No strings attached to IMF loan – Shiimi

Shiimi said conditionality in IMF lending often arises when a country enters into a managed economic or financing programme with the institution. This is not the case with Namibia’s RFI loan.

11 June 2021 | Local News

JO-MARÉ DUDDY







WINDHOEK

The around N$3.9 billion government borrowed from the International Monetary Fund (IMF) under its Rapid Financing Instrument (RFI) to help soften the blow of the Covid-19 pandemic on the domestic economy didn’t come with “any conditionalities”, finance minister Iipumbu Shiimi said yesterday.

He issued a statement saying the IMF loan was not granted on condition that government has agreed to suspend salary increases for all civil servants for five years and implement an early retirement scheme without consulting labour unions.

Speculation started after most employees at the Namibian Broadcasting Corporation (NBC) started a nationwide strike on 22 April. Among others, they insisted on a back-dated salary increase of 8%. The strike ended on 26 May without government meeting the demand for higher salaries.

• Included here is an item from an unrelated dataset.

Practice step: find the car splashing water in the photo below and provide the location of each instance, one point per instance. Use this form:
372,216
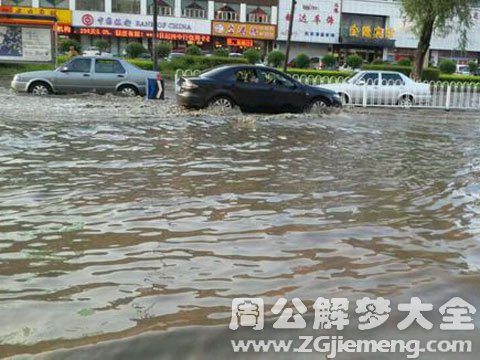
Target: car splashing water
119,217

Shiimi yesterday pointed out that government in 2016/17 already implemented fiscal policies to contain expenditure to try and stabilise the growth in Namibia’s public debt. This included managing the wage bill through a “net vacancy freeze and no upward remuneration adjustment through the collective bargaining process”, he said.

Government’s fiscal reform measures “did not commence as a result of Covid-19 impact on the economy, nor are they a consequence of the RFI loan uptake,” Shiimi stressed.

“These reforms have been announced in the successive budget statements and budget policy frameworks. Their gradual and prioritised implementation has been underway over the last four years,” he added.

Conditionality

Shiimi said conditionality in IMF lending often arises when a country enters into a managed economic or financing programme with the institution. This is not the case with Namibia’s RFI loan.

“An RFI is not a financial programme or a normal loan operation. It is an emergency funding arrangement and that is why, at 1.1% interest rate, it is cheaper in the context of Namibia as an upper middle-income country,” Shiimi said.

“The RFI arrangement is provided on the basis of the country’s existing and prospective policies for addressing the shocks. Suffice to say that a country is creditworthy if it has credible systems and policies in place to manage fiscal risks and its financial affairs prudently,” he added.

According to the minister, the RFI loan is part of “the combined sources of financing” to enable government to fund its budget deficit of N$15.9 billion in 2021/22. It will help to finance the budgeted programmes and development projects, “particularly the elevated needs in the health sector but also developmental programmes to enable the country to cope with the adverse impacts of Covid-19 on lives and livelihoods”.

Expensive civil service

The IMF recently released its annual staff report on Namibia, following its annual consultations with government in February. As in several previous reports, the IMF referred to the high public wage bill.

Government’s total personnel expenses in 2021/22 is estimated at nearly N$28.5 billion – about five times more than the total development budget for the current fiscal year. Including the contribution to government’s medical aid scheme (PSEMAS), personnel expenditure accounts for 46% of total expenditure and around 60% of total revenue in 2021/22.

The latest IMF report contains a letter of intent from Shiimi and the governor of the Bank of Namibia (BoN), Johannes !Gawaxab, written in February to the managing director of the IMF, Kristalina Georgieva.

In it, Shiimi and !Gawaxab said government “will contain the wage bill through a wage freeze in 2021/22, allowing for natural attrition, except in priority social sectors, and implementing a targeted and phased early retirement scheme”.

‘No contract’

Shiimi yesterday said the letter of intent is not a contract. It is a description of the country’s policies and measures which are self-initiated and implemented to address particular circumstances.

“It does not constitute a binding contract with the fund,” he said.

In its staff report, the IMF, among other things, said “the [Namibian] authorities are committed to containing the wage bill by freezing nominal wage increases and that there will be no inflation adjustment in 2021/22. A targeted early retirement scheme will be implemented during 2022/23-2023/24.

“[IMF] Staff noted that front-loading the planned public sector early retirement scheme may serve as contingency measure, in case of lower-than-anticipated SACU [Southern African Customs Union] tax revenues.”